Mais ce Holland Pop Festival fut grand à plus d’un titre. D’abord par le nombre de festivaliers qui se présentèrent à l’événement, estimé de 100 à 120&tinysp;000. Enfin par la qualité des groupes invités. De ce point de vue, on a carrément les deux pieds dans la légende des années 60 et 70. Jugez sur pièces : Santana, Canned Heat, Jefferson Airplane, Country Joe, Dr John, Family, T. Rex, Soft Machine, The Byrds, East Of Eden et la tête d’affiche Pink Floyd. À mon commandement, vénérez.
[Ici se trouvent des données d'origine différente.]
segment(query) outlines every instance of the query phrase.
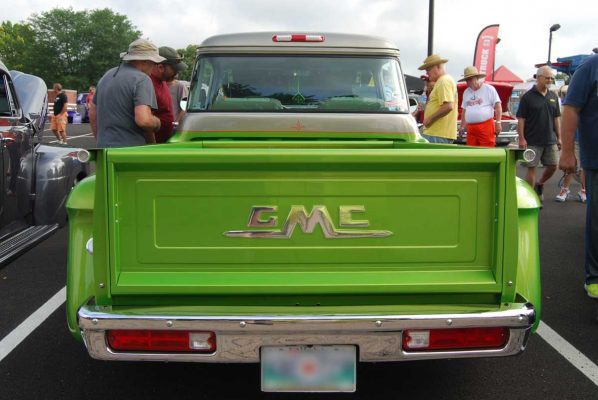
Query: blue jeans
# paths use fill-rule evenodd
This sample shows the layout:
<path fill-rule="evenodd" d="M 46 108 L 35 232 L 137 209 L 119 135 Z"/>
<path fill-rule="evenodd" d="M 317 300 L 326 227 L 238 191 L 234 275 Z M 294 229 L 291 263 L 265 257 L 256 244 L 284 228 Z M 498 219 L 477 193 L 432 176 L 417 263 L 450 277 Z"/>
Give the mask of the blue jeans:
<path fill-rule="evenodd" d="M 586 283 L 598 283 L 598 169 L 586 173 Z"/>
<path fill-rule="evenodd" d="M 443 138 L 440 136 L 431 136 L 422 133 L 422 137 L 430 143 L 441 143 L 441 144 L 453 144 L 454 140 L 449 138 Z"/>

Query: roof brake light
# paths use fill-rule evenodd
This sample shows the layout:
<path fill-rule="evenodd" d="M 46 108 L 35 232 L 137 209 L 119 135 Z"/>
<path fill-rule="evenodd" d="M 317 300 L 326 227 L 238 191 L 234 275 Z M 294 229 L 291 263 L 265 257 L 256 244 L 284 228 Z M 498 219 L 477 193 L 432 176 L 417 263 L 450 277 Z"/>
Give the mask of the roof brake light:
<path fill-rule="evenodd" d="M 273 42 L 323 42 L 324 35 L 274 35 Z"/>

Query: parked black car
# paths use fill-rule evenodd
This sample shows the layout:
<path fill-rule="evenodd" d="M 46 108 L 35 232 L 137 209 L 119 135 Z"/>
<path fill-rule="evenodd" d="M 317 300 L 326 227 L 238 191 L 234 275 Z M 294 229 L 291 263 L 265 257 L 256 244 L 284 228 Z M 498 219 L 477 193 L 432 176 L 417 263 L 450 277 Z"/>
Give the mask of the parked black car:
<path fill-rule="evenodd" d="M 48 90 L 0 62 L 0 266 L 66 222 L 65 203 L 87 176 L 82 149 L 42 144 Z"/>

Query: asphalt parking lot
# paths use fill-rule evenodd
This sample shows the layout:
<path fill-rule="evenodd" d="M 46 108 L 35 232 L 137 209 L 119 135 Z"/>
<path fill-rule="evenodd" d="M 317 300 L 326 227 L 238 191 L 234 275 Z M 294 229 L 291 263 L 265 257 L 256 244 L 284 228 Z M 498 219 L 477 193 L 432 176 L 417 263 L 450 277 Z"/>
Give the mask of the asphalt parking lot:
<path fill-rule="evenodd" d="M 89 125 L 69 125 L 69 144 L 93 147 Z M 547 183 L 540 212 L 543 325 L 520 356 L 360 364 L 356 393 L 317 396 L 261 393 L 256 364 L 93 360 L 66 327 L 63 228 L 0 269 L 0 399 L 597 399 L 598 302 L 583 290 L 585 205 L 552 200 L 559 178 Z"/>

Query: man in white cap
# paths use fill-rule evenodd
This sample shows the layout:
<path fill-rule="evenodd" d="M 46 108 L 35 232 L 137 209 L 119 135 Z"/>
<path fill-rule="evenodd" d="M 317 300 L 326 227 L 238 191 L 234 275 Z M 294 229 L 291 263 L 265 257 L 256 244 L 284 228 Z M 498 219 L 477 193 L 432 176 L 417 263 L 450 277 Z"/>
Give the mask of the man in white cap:
<path fill-rule="evenodd" d="M 160 119 L 152 115 L 156 95 L 150 74 L 165 60 L 158 48 L 137 39 L 121 53 L 123 64 L 104 74 L 89 110 L 98 147 L 126 147 L 155 143 Z"/>
<path fill-rule="evenodd" d="M 467 130 L 468 146 L 496 146 L 496 135 L 500 133 L 502 103 L 494 86 L 482 81 L 476 67 L 466 67 L 461 81 L 467 82 L 461 102 L 461 131 Z M 495 119 L 496 117 L 496 119 Z"/>
<path fill-rule="evenodd" d="M 444 70 L 447 62 L 446 58 L 432 54 L 418 68 L 435 82 L 424 111 L 423 136 L 430 143 L 453 143 L 457 138 L 457 84 Z"/>

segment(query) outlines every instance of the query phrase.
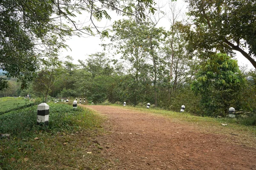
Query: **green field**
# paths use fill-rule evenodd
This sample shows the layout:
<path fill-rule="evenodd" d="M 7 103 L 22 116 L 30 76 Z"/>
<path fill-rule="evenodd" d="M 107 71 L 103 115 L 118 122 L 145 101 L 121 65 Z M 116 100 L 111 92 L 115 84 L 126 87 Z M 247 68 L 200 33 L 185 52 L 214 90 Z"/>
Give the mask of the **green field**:
<path fill-rule="evenodd" d="M 10 135 L 0 139 L 0 170 L 100 168 L 107 161 L 98 156 L 102 148 L 91 139 L 102 133 L 102 117 L 80 107 L 48 104 L 49 126 L 36 125 L 36 105 L 0 115 L 0 134 Z"/>

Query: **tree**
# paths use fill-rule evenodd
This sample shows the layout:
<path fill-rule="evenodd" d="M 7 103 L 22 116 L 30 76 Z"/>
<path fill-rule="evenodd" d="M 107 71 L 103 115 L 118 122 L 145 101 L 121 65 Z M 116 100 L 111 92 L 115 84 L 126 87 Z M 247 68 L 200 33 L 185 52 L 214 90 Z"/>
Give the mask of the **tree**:
<path fill-rule="evenodd" d="M 48 66 L 46 66 L 38 72 L 38 76 L 33 82 L 34 90 L 41 93 L 44 102 L 45 103 L 47 102 L 48 95 L 51 88 L 65 73 L 58 56 L 49 57 L 49 60 Z"/>
<path fill-rule="evenodd" d="M 244 81 L 237 62 L 219 53 L 201 64 L 191 89 L 201 96 L 204 114 L 224 116 L 229 108 L 235 107 Z"/>
<path fill-rule="evenodd" d="M 121 59 L 128 63 L 129 71 L 134 73 L 137 82 L 145 76 L 152 79 L 157 106 L 157 80 L 162 65 L 157 52 L 165 32 L 162 28 L 155 26 L 149 22 L 137 24 L 131 20 L 116 21 L 113 26 L 115 35 L 111 41 L 118 49 L 117 53 L 122 54 Z"/>
<path fill-rule="evenodd" d="M 190 49 L 240 52 L 256 68 L 256 3 L 253 0 L 187 0 L 193 26 Z M 248 48 L 248 52 L 246 49 Z"/>
<path fill-rule="evenodd" d="M 99 30 L 94 18 L 98 21 L 104 17 L 111 19 L 110 10 L 135 16 L 140 22 L 145 18 L 146 9 L 154 12 L 154 4 L 152 0 L 1 1 L 0 69 L 7 71 L 8 76 L 17 78 L 21 88 L 26 88 L 28 82 L 36 76 L 38 60 L 67 48 L 67 36 L 108 36 L 107 30 Z M 89 14 L 90 23 L 81 26 L 75 18 L 83 12 Z M 0 90 L 7 87 L 6 79 L 0 79 Z"/>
Et en plus de cela, on trouve de petits combos devenus depuis légendaires : les Néerlandais de Cuby & The Blizzards ou Living Blues, les hippies anglais de Quintessence ou les excellents It’s A Beautiful Day, groupe psychédélique américain que l’on pourra découvrir ou redécouvrir à l’occasion du DVD et du double CD qui figurent dans ce « Dutch Woodstock », édité par le label Gonzo Multimedia.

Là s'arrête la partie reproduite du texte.